The exact same procedure shows that $27195^8-10887^8+10152^8$ is a multiple of $7^2$. You can use similar ideas to show that it is also a multiple of $3^3$ and of $2^2$. (To deal with $3^3$, notice that $a^8-b^8$ is also a multiple of $a+b$.)

 

[anemone]

The best way to make the calculation more manageable is to factorise $26460 = 2^2\cdot 3^3\cdot 5\cdot 7^2$. If you can separately show that $27195^8-10887^8+10152^8$ is divisible by each of the numbers $2^2$, $3^3$, $5$ and $7^2$, then the result will follow.

Take the factor 5, for example. Since $27195$ is a multiple of $5$, so is its eighth power. The other two terms are not multiples of $5$, but here you need to use your idea of grouping those two terms together. In fact, $a^8-b^8$ is a multiple of $a-b$. So $10887^8+10152^8$ is a multiple of $10887-10152 = 735$. That is a multiple of $5$. Putting those results together, you see that $27195^8-10887^8+10152^8$ is a multiple of $5$.

The exact same procedure shows that $27195^8-10887^8+10152^8$ is a multiple of $7^2$. You can use similar ideas to show that it is also a multiple of $3^3$ and of $2^2$. (To deal with $3^3$, notice that $a^8-b^8$ is also a multiple of $a+b$.)

Awesome! I finally understand it now!

Thanks for your help, Opalg!

 

[Nono713]

Opalg's answer is very good! A more "heavy machinery" method could also go as follows:

$$26460 = 2^2 \cdot 3^3 \cdot 5^1 \cdot 7^2$$
And we can do the following reductions with a couple modulo operations:

$$27195^8 - 10887^8 + 10152^8 \equiv 3^8 - 3^8 + 0^8 \equiv 0 \pmod{2^2}$$

$$27195^8 - 10887^8 + 10152^8 \equiv 6^8 - 6^8 + 0^8 \equiv 0 \pmod{3^3}$$

$$27195^8 - 10887^8 + 10152^8 \equiv 0^8 - 2^8 + 2^8 \equiv 0 \pmod{5^1}$$

$$27195^8 - 10887^8 + 10152^8 \equiv 0^8 - 9^8 + 9^8 \equiv 0 \pmod{7^2}$$
And invoking the CRT (since $2^2$, $3^3$, $5^1$, $7^2$ are pairwise coprime):

$$\mathbb{Z}_{26460} = \mathbb{Z}_{2^2} \times \mathbb{Z}_{3^3} \times \mathbb{Z}_{5^1} \times \mathbb{Z}_{7^2}$$
$$\therefore$$
$$27195^8 - 10887^8 + 10152^8 \equiv 0 \pmod{26460}$$
This also shows that the exponent (8) is in fact irrelevant, and could be anything.

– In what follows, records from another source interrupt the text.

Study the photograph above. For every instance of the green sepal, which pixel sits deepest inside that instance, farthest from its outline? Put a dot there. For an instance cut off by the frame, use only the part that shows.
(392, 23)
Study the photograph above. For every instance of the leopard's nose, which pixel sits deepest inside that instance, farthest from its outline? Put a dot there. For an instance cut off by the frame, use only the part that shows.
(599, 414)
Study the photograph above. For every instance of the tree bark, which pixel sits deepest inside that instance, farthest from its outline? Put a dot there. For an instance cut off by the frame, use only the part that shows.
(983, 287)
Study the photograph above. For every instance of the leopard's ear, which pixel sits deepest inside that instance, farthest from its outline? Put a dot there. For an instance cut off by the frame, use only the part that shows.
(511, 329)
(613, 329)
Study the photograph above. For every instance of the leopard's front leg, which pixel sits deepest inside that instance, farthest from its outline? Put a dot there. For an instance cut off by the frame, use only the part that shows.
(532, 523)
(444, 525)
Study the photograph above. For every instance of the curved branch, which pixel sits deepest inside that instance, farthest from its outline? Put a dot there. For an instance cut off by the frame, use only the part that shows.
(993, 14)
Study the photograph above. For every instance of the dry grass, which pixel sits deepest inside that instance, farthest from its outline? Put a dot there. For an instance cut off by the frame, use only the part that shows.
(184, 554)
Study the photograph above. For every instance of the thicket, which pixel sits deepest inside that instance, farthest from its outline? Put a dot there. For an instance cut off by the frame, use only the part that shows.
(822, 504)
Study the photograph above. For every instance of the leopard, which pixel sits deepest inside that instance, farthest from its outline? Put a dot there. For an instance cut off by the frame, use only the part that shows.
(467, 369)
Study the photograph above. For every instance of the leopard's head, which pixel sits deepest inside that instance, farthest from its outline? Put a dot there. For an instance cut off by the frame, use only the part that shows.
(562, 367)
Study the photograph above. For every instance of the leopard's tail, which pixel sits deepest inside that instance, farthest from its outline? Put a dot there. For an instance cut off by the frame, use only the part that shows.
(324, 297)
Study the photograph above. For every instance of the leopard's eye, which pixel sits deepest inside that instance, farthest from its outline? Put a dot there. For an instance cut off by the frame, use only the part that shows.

EDIT: fixed, see ILikeSerena's post below.

 

[I like Serena]

Opalg's answer is very good! A more "heavy machinery" method could also go as follows:

$$26460 = 2^2 \cdot 3^3 \cdot 5^1 \cdot 7^2$$
And we can do the following reductions with a couple modulo operations:

$$27195^8 - 10887^8 + 10152^8 \equiv 0^8 - 0^8 + 0^8 \equiv 0 \pmod{2}$$

$$27195^8 - 10887^8 + 10152^8 \equiv 0^8 - 0^8 + 0^8 \equiv 0 \pmod{3}$$

$$27195^8 - 10887^8 + 10152^8 \equiv 0^8 - 2^8 + 2^8 \equiv 0 \pmod{5}$$

$$27195^8 - 10887^8 + 10152^8 \equiv 0^8 - 2^8 + 2^8 \equiv 0 \pmod{7}$$
And invoking the CRT (since 2, 3, 5, 7 are pairwise coprime):

$$\mathbb{Z}_{26460} = \mathbb{Z}_{2^2} \times \mathbb{Z}_{3^3} \times \mathbb{Z}_{5^1} \times \mathbb{Z}_{7^2}$$
$$\therefore$$
$$27195^8 - 10887^8 + 10152^8 \equiv 0 \pmod{26460}$$
This also shows that the exponent (8) is in fact irrelevant, and could be anything.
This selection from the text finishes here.